What you have to learn to do is work with the conditions you are in. If the light is "golden", then dramatic well-lit landscape photos might be the right thing. If the light is dim and flat, then think in black and white or perhaps direct your attention to color with a lot of saturation. Instead of trying to shoot the grand, wide-view landscape, think small, intimate landscapes.
The point is to diversify your photography based on conditions and be creative.
I used to get disappointed if I didn't get those "golden hour" conditions with dramatic light while out shooting. But I learned to change my approach.
This advice should have also come with a bit of a caution. Shooting too wide is a pitfall that many fall into.
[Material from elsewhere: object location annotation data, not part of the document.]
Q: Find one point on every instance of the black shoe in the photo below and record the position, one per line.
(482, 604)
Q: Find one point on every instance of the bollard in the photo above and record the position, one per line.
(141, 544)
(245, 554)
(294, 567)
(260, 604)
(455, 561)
I think most of us go through this process. When we get our first true wide angle lens, then we tend to shoot everything at the widest setting. The wide view is new and we get to see the world very differently for the first time.
But then we learn that our photos kinda suck because they lack interest. The wide view is too much - there are too many things in the photo and/or there's too much negative space. Also, the wide view tends to make very close objects appear effectively larger (vs. mid and background objects) and also makes background objects appear effectively smaller (vs. foreground).
I.e. the "wide angle look" is unique and takes some getting used to.
Here's a quick story- when I first got the ability to shoot at 17-18mm (full frame field of view), I ran around and shot everything at about 17-18mm. And I was unhappy with the results.
Over a long period of time, I learned that "wide angle look" and improved somewhat. I found most of my landscape photos were being taken 24-35mm.
What that means is that I was using a tighter field of view (24mm vs. 18mm) to reduce the amount of subject matter in my photos and concentrate on fewer things (as opposed to "swallowing up" the entire view with the widest angle possible).
Also, you can make a shot at 35mm (or even tighter) look like it was shot with a wider lens. In other words, you can effectively make a "wide angle" landscape shot without using focal lengths 20mm and smaller.
here is a dissenting opinion. Not mine but I do read this web site each week.
4 Rules of Composition for Landscape Photography
You Can't Be Serious!!
Yeah I would say I don't really follow a specific rule on subject placement in the frame, except the general guideline not to center the subject unless you have a strong reason for doing so (symmetry-based composition, etc). Other than that, the exact placement in the frame is more intuitive to me; I'm not really concerned with whether it's exactly on a "third" line, or 10% off, etc, so much as well the result feels balanced and has a good flow to it. Sometimes the placement of other objects along the frame edge will come into play, as well.